La desigualdad fue el eje central de todo su activismo. Aunque abrió muchos horizontes para los liberales posteriores, su foco fue el movimiento feminista.

La evolución a través del debate

Su pensamiento liberal ayudó a despertar el espíritu de los oprimidos. Con su discurso invitó a reflexionar sobre la verdadera naturaleza de las reglas y patrones de conducta de la época. Todos esas posibilidades estaban ligadas a un vacío conductual que se reproducía en generaciones de mujeres (a veces por miedo y otras por inercia) pero que siempre respondía al interés del hombre dominante.

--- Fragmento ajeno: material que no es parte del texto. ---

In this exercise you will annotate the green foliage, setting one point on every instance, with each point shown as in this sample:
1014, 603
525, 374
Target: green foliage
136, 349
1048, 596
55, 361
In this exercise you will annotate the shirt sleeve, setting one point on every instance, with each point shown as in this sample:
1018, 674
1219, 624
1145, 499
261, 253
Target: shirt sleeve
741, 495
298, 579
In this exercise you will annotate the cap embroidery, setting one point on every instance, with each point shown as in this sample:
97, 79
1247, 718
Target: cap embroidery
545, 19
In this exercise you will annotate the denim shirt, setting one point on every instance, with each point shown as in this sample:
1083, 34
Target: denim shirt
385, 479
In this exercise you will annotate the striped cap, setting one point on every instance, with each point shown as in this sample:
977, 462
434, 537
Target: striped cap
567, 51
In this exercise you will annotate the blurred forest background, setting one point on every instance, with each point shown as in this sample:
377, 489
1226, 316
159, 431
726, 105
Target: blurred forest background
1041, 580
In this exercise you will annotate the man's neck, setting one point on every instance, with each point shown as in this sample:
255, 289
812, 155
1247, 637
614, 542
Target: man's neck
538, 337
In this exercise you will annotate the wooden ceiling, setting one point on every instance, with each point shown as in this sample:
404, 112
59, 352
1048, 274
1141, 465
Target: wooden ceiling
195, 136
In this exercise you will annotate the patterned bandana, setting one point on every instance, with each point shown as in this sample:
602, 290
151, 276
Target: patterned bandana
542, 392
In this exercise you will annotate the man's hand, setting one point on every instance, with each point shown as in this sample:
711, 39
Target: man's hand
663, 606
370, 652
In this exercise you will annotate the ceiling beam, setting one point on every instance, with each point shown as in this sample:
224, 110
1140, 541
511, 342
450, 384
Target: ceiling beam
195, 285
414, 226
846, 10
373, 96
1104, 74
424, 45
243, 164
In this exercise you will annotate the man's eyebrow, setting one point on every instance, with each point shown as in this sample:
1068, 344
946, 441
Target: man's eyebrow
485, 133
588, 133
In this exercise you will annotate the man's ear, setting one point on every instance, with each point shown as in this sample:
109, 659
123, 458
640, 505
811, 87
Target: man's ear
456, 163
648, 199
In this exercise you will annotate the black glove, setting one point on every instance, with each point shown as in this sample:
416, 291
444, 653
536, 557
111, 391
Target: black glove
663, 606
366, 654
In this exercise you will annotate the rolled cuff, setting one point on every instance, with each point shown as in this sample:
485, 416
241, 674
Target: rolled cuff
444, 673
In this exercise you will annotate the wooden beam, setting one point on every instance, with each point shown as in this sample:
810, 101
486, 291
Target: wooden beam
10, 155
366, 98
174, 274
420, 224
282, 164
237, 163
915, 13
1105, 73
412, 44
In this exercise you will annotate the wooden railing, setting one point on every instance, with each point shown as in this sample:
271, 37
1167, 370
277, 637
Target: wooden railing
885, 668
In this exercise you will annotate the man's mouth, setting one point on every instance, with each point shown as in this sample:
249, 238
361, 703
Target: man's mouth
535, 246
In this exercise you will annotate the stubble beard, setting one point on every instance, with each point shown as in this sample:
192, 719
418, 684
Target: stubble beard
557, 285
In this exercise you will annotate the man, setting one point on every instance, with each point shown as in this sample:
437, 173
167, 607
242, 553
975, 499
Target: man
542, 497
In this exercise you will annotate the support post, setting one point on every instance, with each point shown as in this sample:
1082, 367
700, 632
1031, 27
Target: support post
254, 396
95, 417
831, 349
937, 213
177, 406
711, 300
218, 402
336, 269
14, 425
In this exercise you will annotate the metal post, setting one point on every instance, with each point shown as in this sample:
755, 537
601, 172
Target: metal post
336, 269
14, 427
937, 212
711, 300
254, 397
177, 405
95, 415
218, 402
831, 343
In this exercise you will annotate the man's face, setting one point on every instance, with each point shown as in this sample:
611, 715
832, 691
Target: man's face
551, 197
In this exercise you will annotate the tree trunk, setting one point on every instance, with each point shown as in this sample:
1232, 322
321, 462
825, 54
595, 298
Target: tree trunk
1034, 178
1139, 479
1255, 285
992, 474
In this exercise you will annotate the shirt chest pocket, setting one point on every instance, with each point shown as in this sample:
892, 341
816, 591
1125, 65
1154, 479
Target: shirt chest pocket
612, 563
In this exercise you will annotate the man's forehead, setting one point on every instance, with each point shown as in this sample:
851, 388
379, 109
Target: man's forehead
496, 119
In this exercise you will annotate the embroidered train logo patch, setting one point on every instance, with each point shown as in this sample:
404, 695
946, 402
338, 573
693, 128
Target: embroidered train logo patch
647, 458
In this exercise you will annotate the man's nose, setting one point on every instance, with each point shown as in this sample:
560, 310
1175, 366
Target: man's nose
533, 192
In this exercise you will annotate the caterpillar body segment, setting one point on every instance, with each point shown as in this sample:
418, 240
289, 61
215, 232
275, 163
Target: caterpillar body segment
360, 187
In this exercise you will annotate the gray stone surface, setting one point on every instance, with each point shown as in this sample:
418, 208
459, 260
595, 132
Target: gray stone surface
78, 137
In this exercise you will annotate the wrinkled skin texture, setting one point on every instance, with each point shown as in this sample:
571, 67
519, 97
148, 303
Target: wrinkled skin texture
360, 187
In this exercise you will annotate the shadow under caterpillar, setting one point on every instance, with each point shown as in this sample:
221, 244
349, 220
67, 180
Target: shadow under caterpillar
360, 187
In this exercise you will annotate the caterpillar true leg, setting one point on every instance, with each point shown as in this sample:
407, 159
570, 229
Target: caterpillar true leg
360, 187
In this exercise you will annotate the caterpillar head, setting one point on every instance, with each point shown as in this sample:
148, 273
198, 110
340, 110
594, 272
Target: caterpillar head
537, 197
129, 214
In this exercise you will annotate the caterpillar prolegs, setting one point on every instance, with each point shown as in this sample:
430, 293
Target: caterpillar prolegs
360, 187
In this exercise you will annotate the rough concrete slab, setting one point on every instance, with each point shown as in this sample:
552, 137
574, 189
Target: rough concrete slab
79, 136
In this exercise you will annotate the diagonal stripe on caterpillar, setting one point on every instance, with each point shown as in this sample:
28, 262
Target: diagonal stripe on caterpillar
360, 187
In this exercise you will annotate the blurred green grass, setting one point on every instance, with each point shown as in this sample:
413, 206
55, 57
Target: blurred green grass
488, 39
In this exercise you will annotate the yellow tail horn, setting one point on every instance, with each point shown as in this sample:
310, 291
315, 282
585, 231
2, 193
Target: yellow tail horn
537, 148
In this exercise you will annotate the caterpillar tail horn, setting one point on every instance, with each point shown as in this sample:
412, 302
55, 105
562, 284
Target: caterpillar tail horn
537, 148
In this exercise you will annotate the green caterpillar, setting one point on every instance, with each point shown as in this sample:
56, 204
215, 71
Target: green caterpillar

Por este motivo, Mill defendió con ahínco la «libertad de expresión» como elemento clave para la evolución social. Para él la censura era un sinónimo antiprogresista, resaltando que la pluralidad de ideas fomentaba el debate. Consideraba que la confrontación de los pensamientos diferentes daba lugar a nuevas perspectivas, las cuales fortalecían el razonamiento.

Mill apostó durante toda su vida por la formación universitaria. Consideraba necesario la formación de las mujeres para darle más fuerza al movimiento feminista. Por esta razón, al morir dejó en su testamento una suma importante de dinero para aquella institución que permitiera estudiar y graduarse a la primera generación de señoritas.